Um itinerário de transfigurações
André Almeida e Sousa tem desenvolvido o seu trabalho construindo pinturas, desenhos e objectos sob formas, composições e relações muito diversas. Os desenhos, em painéis modulares de apreciável dimensão e detalhe, ou em folhas de formato médio, transitam entre a transparência de planos e uma densidade sedimentada e profunda que se revela através de uma expressão introspectiva e codificada que reside numa questão permanente que o artista coloca a si mesmo. O título da exposição, é um dos caminhos possíveis para a resposta a essa questão e apresenta-se como um aforismo, um fragmento do seu pensamento, que agrega a praxis ao sentimento e ao percurso do seu imaginário, austero mas profundamente transformador. Esse imaginário estribado numa intuição temporal é pautado por um itinerário diarístico, como um andamento que marca uma pulsão poética, sistemática, e entregue a um monólogo que não se ausenta de escutar a voragem das imagens que lhe passam em redor.
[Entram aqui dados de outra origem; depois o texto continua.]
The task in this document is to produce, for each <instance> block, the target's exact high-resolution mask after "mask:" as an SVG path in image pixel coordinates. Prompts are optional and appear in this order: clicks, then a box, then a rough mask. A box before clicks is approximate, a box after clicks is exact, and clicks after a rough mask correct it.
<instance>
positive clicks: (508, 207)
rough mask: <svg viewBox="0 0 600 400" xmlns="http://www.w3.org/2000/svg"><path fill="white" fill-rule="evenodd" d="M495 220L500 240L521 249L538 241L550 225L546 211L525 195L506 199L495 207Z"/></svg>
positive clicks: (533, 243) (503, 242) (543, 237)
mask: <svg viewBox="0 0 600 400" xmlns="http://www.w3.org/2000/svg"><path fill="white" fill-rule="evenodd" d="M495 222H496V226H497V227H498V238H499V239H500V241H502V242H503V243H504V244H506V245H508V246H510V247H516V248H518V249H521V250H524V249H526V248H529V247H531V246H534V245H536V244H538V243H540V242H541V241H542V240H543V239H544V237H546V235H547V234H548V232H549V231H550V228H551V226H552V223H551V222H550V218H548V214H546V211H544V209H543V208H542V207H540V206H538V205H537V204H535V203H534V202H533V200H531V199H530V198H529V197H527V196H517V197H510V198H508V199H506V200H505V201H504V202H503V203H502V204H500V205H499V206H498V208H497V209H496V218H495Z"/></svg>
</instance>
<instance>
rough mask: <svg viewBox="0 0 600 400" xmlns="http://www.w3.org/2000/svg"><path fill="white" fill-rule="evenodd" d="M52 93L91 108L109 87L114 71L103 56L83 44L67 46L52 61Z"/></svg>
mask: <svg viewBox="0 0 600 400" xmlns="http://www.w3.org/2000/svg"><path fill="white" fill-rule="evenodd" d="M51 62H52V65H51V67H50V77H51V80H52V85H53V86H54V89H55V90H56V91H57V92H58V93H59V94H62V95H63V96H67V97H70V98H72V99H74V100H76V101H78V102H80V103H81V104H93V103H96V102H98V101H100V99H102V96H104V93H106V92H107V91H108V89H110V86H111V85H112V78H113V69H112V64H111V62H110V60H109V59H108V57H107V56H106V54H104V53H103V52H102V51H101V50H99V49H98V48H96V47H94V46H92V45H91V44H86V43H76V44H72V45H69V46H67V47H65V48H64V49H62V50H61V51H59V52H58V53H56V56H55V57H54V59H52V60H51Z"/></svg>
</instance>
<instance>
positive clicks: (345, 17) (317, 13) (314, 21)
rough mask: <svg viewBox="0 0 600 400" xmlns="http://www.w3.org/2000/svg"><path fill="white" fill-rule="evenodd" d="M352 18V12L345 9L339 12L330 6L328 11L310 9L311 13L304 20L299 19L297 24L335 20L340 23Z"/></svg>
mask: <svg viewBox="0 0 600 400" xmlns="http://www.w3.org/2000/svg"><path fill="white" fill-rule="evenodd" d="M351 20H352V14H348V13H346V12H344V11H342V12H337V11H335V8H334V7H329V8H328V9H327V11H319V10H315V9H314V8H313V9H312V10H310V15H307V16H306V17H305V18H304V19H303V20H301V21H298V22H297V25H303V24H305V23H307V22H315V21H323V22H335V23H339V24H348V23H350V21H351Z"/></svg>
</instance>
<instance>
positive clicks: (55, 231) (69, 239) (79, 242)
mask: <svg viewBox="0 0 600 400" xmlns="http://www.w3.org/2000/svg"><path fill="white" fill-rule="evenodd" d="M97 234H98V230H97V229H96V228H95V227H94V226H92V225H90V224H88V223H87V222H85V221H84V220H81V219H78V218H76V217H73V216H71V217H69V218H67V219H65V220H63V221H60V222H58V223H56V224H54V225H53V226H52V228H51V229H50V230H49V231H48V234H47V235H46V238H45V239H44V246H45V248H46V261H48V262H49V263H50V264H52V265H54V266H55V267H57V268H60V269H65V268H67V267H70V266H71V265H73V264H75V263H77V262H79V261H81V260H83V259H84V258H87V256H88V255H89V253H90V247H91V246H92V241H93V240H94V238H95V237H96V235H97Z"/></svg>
Neste sentido, o trabalho de Almeida e Sousa é, na sua essência, uma mediação e simultaneamente uma transfiguração que ocorre na prática da pintura, do desenho e da escultura, mas nunca é um resultado final e acabado.
Todo este processo encontra na matéria pictórica um campo de possibilidades muito contido, enquanto obra de arte que nos desafia e nos coloca perante uma procura permanente, porque se trata de um procedimento que se organiza por sobreposições, ocultações e desvelamentos.